Ghrelin levels of obese subjects were statistically significant compare to normal ones (P < 0.005)

Fasting plasma ghrelin was negatively correlated with BMI (r= -0.77, P<0.001), fasting insulin levels (r= -0.55, P < 0.001) and HOMA-IR (r = -0.66, P < 0.001). There was no correlation between ghrelin and glucose (Table 2).

Table 2

Pearson’s Correlation between Ghrelin and other variables

	r	p-value
Age	0.51	0.332
Height	-0.34	0.566
Weight	-0.78	0.002*
BMI	-0.77	0.001*
Glucose	-0.51	0.455
Insulin	-0.55	0.001*
HOMA-IR	-0.66	0.001*

P<0.05: Statistically significant.

In multiple regression analysis, insulin levels (Beta: -2.66, 95% CI: -2.49, -2.78, P < 0.001) HOMA-IR (Beta: -2.41, 95% CI: -2.33, -2.55, P < 0.001) and BMI (Beta: -1.77, 95% CI: -1.66, -1.89, P < 0.001) were significant independent determinants of fasting ghrelin (Table 3).

Table 3

Multiple regression analysis of Ghrelin with anthropometric and biochemical variables

Variable	Beta	95% CI	P
Weight	-0.44	-0.32, -0.55	0.505
BMI	-1.77	-1.66, -1.89	0.001*
Glucose	-0.32	-0.37, -0,49	0.668
Insulin	-2.66	-2.49, -2.78	0.001*
HOMA-IR	-2.41	-2.33, -2.55	0.001*

p < 0.05: Statistically significant.

Discussion

In our study contrary to our hypothesis, obese subjects have lower concentrations of ghrelin and higher insulin levels that the age-matched lean control subjects. This is an indication that ghrelin is downregulated in human obesity. This result may be because of elevated insulin levels since ghrelin levels were independently associated with insulin and HOMA-IR. These findings are in agreement with other research studies [13, 14]. Ghrelin was shown to inhibit insulin secretion from pancreatic islets in rodents [15].

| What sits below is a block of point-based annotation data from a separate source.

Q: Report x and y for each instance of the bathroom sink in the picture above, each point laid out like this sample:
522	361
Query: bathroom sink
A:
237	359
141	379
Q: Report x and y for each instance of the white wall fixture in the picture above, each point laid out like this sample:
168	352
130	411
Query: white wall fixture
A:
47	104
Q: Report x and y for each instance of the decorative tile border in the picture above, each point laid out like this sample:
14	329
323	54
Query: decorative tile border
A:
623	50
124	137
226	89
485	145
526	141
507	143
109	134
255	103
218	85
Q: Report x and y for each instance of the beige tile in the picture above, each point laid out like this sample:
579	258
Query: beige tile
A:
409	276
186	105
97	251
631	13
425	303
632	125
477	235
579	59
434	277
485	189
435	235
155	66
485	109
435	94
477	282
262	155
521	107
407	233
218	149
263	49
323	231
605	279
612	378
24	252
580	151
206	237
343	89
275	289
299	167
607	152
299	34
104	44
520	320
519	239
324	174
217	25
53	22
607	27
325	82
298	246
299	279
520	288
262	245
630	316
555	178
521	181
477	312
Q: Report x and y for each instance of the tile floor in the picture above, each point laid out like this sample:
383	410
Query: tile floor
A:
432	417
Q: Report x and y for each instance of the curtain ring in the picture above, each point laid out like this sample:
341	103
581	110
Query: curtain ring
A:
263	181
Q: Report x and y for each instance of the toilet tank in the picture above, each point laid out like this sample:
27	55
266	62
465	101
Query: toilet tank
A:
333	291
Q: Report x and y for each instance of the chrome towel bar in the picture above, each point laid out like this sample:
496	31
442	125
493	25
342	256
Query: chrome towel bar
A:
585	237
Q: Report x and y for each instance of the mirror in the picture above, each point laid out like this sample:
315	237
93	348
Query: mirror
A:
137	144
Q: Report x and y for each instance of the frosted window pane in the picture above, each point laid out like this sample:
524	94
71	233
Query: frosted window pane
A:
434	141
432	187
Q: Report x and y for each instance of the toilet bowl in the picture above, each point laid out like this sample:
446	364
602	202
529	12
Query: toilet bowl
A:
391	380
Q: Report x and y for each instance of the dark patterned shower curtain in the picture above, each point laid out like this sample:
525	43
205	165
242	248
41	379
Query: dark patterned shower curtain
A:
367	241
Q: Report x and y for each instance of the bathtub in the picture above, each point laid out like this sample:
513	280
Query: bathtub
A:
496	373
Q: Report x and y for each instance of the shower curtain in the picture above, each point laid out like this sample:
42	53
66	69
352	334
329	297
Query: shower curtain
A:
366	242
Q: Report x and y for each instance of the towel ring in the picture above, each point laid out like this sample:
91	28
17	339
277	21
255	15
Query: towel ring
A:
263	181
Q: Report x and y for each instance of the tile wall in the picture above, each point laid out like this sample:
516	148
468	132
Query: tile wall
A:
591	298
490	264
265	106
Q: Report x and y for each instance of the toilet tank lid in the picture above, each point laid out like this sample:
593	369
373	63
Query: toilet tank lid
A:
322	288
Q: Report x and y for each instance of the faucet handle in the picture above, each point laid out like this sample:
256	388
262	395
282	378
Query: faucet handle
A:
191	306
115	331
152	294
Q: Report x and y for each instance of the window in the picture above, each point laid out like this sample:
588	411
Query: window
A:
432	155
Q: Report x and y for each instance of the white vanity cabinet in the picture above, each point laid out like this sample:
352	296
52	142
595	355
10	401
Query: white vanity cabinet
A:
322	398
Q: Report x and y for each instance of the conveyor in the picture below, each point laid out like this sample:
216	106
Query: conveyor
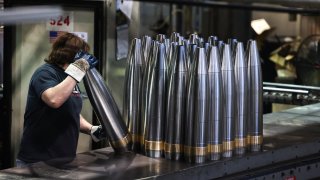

Ghrelin secretion may be affected by adiposity through insulin and glucose metabolism [16]. Studies performed in humans demonstrated that i.v. Administration of insulin induces a fall in ghrelin levels [17]. Thus, reduced ghrelin levels in obesity may be the consequence of increased insulin levels in these subjects.

In our study, ghrelin levels were negatively correlated with body weight and independently associated with BMI. Research evidence shows that plasma ghrelin levels are negatively correlated with body mass index and body fat percentage [18]. Also, reduced ghrelin secretion in obese patients was found to be an adaptive mechanism to a long-term positive energy balance [19].

The present study has some limitations that should be addressed. The small sample of the study has an important influence on the results. Also, we did not take in consideration any dietary habits, genetic information and socioeconomic factors that could also play an important role in obesity. Moreover, this was a one-time measure and may not represent the reality of the indices. Nevertheless, the results will provide some evidence of the relation of fasting ghrelin levels with insulin resistance and give some light on the pathogenesis of human obesity.

In conclusion, Ghrelin is deregulated in obesity and associated with insulin and insulin resistance and thus may be considered a suitable target for the management of insulin resistance. More studies are needed to elucidate the effects of ghrelin in the pathogenesis of human obesity.